Donc, le personnage principal (je ne peux pas dire le héros) est un jeune con de trader qui n’imagine pas d’autre but à sa vie que d’amasser de l’argent. Il fait ses classes dans un cabinet qui fait faillite au moment de la crise. Il a appris qu’un bon tradeur n’a aucun scrupule, qu’il vole sans vergogne et que pour être plus performant il se doit de se droguer et de s’adonner au sexe. Il s’agit d’abord du sexe du pauvre aussi jouissif qu’un verre d’eau tiède puisque la règle est de se masturber au moins deux fois par jour ! Mais Jordan est doué, il ne reste pas au chômage, il rebondit et se fait un nom dans le milieu des rapaces de seconde zone. Commence une ascension faite d’arnaques et de partouzes de plus en plus débridées.

J’avoue que j’ai décroché rapidement et que j’ai commencé à évaluer le dérangement que je causerais si je devais sortir de la salle. Faute de mieux je suis resté pour voir les faces blafardes des spectateurs qui contemplaient avachis dans leur fauteuil cette suite ininterrompue de baise sans joie, d’alcool, de prises de cocaïne, le tout agrémenté de dialogues qu’on peut résumer à la répétition du mot « fuck » sous toutes ses déclinaisons. Le fantasme suprême de l’auteur semble être de « niquer » (c’est le seul mot qui convienne) sur un lit couvert de liasses de billets, ceci dans un état second et sans autre perspective que de recommencer dès que la coke aura fait son effet de stimulation !

image 3La deuxième partie du film est plus supportable. Jordan Belfort commence sa chute et on l’attend avec impatience. Il s’assure tout de même le meilleur rôle au cours d’une scène où, suivant les conseils de son avocat il s’apprête à abandonner ses activités, mais y renonce après avoir rappelé à une collaboratrice qu’il l’a sortie du trottoir pour en faire une tradeuse avide et sans pitié. Il le fait avec panache en clamant un « j’ai cru en toi » !
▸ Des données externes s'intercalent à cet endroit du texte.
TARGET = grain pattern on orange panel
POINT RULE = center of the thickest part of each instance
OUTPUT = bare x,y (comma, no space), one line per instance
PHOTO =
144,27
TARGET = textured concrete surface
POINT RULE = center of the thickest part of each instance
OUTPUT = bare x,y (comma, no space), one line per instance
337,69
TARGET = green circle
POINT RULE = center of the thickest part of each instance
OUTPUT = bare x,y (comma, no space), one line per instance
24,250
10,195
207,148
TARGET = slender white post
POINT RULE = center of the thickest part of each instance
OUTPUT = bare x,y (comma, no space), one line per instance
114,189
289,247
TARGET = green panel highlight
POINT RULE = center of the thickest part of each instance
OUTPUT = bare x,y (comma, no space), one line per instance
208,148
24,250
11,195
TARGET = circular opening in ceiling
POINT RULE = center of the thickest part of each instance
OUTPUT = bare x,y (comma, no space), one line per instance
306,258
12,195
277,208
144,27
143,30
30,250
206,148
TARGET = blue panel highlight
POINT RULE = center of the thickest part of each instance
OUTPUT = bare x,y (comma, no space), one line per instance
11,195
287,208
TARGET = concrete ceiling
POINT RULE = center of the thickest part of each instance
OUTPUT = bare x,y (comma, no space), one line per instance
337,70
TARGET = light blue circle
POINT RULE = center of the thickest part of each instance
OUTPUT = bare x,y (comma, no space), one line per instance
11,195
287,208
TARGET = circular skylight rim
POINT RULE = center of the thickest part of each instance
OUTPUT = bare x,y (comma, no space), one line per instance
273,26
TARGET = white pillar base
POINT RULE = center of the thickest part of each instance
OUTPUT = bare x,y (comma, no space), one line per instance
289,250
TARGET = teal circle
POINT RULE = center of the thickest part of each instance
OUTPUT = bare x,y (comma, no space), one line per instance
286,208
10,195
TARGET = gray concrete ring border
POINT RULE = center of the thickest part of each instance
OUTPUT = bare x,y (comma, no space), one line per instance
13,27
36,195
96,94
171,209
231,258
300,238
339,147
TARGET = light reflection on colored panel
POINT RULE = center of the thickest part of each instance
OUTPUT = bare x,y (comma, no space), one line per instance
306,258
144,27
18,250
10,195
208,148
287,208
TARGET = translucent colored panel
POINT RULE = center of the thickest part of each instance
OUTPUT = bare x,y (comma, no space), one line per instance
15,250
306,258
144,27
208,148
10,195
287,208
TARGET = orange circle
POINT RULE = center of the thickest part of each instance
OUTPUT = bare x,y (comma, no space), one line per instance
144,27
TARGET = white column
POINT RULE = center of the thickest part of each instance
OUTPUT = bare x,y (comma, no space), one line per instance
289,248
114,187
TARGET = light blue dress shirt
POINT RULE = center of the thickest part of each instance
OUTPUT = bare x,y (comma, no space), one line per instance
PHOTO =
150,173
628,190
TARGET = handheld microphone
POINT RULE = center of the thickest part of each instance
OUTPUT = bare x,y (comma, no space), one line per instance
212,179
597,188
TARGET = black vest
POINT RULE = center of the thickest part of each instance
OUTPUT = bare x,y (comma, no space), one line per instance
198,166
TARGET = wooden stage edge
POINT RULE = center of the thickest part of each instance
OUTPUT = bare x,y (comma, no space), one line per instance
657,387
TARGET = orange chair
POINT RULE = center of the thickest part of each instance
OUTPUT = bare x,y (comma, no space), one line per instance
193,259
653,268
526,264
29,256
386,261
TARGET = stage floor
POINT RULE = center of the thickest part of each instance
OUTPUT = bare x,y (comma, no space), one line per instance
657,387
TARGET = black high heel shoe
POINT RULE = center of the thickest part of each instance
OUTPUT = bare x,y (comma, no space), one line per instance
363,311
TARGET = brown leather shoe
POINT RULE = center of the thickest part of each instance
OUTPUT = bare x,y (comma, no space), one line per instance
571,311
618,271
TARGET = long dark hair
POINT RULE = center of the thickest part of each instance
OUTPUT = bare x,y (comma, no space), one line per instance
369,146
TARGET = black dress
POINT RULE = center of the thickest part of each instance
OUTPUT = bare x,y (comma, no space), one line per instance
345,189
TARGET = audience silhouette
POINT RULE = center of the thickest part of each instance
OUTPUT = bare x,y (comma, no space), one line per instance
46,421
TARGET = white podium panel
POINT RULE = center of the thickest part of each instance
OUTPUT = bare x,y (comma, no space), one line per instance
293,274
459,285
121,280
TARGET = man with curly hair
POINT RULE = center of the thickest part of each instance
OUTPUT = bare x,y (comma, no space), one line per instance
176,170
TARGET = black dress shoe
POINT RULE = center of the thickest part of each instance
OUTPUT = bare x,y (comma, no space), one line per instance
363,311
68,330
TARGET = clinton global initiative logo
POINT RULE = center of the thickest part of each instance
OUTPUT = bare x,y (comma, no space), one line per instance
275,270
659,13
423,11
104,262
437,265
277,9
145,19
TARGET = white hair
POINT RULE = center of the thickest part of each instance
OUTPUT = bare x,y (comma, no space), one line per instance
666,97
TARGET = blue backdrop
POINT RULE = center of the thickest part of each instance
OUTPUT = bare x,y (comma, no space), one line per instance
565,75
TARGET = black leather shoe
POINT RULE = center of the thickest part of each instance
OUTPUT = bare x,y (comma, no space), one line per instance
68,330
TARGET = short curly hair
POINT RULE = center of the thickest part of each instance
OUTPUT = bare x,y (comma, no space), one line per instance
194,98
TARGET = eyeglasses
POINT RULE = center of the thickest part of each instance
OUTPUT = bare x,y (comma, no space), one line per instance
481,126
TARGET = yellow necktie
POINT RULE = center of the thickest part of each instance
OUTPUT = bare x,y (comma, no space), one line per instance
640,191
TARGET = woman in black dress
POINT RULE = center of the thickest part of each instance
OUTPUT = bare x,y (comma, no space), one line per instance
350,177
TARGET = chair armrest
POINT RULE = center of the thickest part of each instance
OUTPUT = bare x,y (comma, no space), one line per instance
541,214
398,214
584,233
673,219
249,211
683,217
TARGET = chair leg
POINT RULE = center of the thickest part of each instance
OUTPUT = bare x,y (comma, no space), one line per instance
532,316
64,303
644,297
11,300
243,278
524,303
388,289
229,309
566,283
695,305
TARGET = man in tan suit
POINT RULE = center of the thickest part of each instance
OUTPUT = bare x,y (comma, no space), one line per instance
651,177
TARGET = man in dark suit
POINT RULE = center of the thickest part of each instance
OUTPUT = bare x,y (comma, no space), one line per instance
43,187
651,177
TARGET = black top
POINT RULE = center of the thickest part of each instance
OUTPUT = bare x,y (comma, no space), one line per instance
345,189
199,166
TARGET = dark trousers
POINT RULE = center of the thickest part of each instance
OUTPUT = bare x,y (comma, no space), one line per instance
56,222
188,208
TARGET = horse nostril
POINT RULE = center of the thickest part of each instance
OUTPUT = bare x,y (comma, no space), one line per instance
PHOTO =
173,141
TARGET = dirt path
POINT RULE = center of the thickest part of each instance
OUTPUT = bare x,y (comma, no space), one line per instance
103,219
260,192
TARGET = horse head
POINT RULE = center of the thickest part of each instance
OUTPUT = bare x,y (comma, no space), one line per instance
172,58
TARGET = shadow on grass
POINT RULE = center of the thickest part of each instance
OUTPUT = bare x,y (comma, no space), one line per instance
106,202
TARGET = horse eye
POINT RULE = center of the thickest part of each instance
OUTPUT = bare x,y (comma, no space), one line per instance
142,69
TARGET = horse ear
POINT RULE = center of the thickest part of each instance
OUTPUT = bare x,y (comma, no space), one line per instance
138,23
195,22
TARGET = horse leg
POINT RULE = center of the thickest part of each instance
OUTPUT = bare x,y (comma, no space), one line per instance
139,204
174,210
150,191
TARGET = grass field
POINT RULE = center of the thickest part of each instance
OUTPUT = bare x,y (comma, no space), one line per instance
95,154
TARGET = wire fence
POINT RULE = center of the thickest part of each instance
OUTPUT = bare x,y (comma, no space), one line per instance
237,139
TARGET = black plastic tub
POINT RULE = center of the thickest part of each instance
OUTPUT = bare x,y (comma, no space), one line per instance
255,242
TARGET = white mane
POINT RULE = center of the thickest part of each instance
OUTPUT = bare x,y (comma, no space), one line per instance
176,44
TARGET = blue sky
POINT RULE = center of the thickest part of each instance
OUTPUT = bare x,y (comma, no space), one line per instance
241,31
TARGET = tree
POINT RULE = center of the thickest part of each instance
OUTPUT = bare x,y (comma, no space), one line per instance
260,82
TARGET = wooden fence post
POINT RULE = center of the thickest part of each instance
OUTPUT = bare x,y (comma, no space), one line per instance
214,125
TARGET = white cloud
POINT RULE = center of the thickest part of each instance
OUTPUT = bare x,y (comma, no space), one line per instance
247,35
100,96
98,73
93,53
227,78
Car il ne faut pas s’y tromper : ce film véhicule une idéologie. Celle dont un Tapie ou un Ségala sont les représentants en France. Celle qui mesure la valeur d’un individu à sa capacité à aller chercher le fric « avec les dents » ; celle qui méprise ceux qui travaillent et vivent honnêtement. Il va même plus loin puisqu’il présente la drogue comme un stimulant efficace et pourrait laisser croire aux naïfs que la cocaïne pourrait les rendre plus performants, qu’elle est l’ingrédient indispensable de la réussite. Pour cela seul, il devrait d’ailleurs être interdit car il est au moins aussi grave d’inviter à se droguer que de porter atteinte à la dignité d’autrui en faisant des plaisanteries de très mauvais goût !

Le contenu idéologique du film ne s’arrête pas là. Il se présente, ou on voudrait le présenter, comme une critique de la finance libéralisée et même du « système ». Seulement, si c’était cela la finance il suffirait d’une opération de police bien menée pour la mettre hors d’état de nuire et pour que tout rentre dans l’ordre.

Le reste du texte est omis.